IF YOU you are a fan of political correctness, stop reading right here. And leave Slovakia right now. Few other languages have such a rich repertoire of swear-words as Slovak, and the fruity-sounding “peach-ah”, describing the feminine genitalia, is as vulgar as they get.
It must then have come as something of a surprise to a police officer at parliament, Ľudmila Nováková, when the head of the Slovak National Party, Ján Slota, called her just that. And repeatedly.
Slota is not known for being a gentleman. In the past, he has called his party deputy Anna Belousovová a “cow”, the boss of the Hungarian Coalition Party, Pál Csáky, a “rotten shit” and even suggested that he will get on a tank, flatten Budapest and show those “Hungarian bastards”.
However, attacking a female police officer on duty just for refusing to let his driver into the parliament's garage without proper papers, is in some ways new – Slota’s insults are usually directed either at entire groups, such as Hungarians, homosexuals, or Roma, or at specific political opponents, such as party critics, members of the opposition, or the media.
An aggressive attack on a law-enforcement official while on duty is a novelty.
Prime Minister Fico has repeatedly said that what goes on in Slovakia is his responsibility, because his Smer party is the strongest coalition party and he is in charge of the government.
Moreover, there just must be some decent people among Smer’s supporters, given its over 40-percent popularity.
When the “p…” story broke, all eyes were therefore on Fico. What would he do? What would he say?

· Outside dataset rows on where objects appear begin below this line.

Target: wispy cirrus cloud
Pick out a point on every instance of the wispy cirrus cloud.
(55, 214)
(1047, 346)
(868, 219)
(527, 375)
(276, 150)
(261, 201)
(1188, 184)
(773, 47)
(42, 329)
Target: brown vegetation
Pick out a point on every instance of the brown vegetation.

“Slota failed as a man,” was the reaction. Failed as a man? Is this phrase, borrowed from a sexology textbook, really the best the prime minister can come up with when his coalition partner crudely attacks a woman?
President Gašparovič, whom Slota helped elect, is as quiet as always. After all, it was he who infamously referred to then-president Michal Kováč as the “old dick”, so he has little right to moralise now.
Slota is not the type to withdraw from public life, or even apologize. In fact, he denied swearing, claiming he had been “determined, not vulgar” when dealing with a woman he claims to have known for years.
Seeing what Slota, Fico, and Gašparovič are doing to the country one has to wonder – just when will their “f…ing” with Slovakia end?